Paylaş
Kendisini karşılamayan başhekimi ‘‘Terbiyesiz herif!’’ deyip odadan kapıdışarı eden Sağlık Bakanı Osman Durmuş, böyle yapmakla ‘‘Devletin itibarını koruduğunu’’ söyledi. Elhááák, doğru. Devletin itibarını bu şekilde korumak devlet büyüklerinin önde gelen vazifelerindendir ve bu büyükler vazifelerini láyıkıyla yerine getirebilmek için ‘‘küçüklerine’’ ağızlarının payını tarih boyunca hep böyle veregelmişlerdir. İşte, birkaç örnek...
Elçileri bile dövüp kapı dışarı ederdik
Osman Durmuş’un ‘‘Terbiyesiz herif, çık dışarı!’’ hitabına mazhar olan başhekim Dr. Mehmet Usta bu işi eski devirlerde etmiş olsaydı, şansı varsa en azından sıkı bir dayak yerdi, zira biz yabancı elçileri bile pataklayıp kapıdışarı ederdik.
Meselá 1670'lerde, Avcı Mehmed'in saltanatı sırasında Fransa'nın İstanbul'da elçiliğini yapan Marquie de Nointell'in başına gelenler gibi...
Elçinin derdi, padişahtan Basra Körfezi'ndeki Fransız gemilerine bayrak çekme hakkını alabilmekti.
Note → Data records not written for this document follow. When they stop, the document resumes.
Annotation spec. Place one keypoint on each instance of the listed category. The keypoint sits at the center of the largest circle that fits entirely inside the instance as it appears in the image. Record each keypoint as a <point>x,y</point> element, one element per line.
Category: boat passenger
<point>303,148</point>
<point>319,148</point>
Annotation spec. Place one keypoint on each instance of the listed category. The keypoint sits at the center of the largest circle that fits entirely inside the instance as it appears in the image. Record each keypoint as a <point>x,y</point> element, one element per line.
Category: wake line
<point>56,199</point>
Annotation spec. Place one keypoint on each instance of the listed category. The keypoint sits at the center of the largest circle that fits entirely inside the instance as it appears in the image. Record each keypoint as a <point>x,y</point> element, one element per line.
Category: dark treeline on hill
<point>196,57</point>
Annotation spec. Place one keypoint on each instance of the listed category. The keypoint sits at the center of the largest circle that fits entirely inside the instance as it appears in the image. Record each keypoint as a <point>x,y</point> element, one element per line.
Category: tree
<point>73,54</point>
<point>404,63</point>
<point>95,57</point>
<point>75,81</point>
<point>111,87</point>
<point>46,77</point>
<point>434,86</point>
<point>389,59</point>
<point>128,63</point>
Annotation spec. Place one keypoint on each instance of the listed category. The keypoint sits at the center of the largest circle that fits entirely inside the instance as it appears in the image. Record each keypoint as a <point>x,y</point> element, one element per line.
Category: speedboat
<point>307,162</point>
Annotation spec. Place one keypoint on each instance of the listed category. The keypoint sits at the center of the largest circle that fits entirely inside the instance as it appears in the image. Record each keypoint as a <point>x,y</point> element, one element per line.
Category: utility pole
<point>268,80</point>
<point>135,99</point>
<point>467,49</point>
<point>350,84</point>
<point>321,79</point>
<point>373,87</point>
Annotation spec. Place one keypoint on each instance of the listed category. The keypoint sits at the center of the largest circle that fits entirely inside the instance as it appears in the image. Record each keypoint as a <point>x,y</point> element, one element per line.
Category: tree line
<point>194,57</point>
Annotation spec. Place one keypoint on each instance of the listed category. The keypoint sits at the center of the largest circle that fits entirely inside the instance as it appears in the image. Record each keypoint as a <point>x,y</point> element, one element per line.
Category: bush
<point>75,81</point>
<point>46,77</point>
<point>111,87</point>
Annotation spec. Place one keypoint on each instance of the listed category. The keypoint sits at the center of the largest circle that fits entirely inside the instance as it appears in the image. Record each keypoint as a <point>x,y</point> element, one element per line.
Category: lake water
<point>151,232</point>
Padişahın huzuruna çıkmadan önce, saray görevlileri, uyması gereken protokol kurallarını günler öncesinden kadar anlattılar ve ‘‘Sakın ola ki hükümdarın yüzüne bakma ve sadece sadrazamla konuş’’ dediler. O zamanlarda padişahın yüzüne bakmak yasaktı, çünki padişah ‘‘Zıllulah-ı fi'l-álem’’, yani ‘‘Allah'ın gölgesi’’ sayılır, dolayısıyla o gölge seyredilemezdi.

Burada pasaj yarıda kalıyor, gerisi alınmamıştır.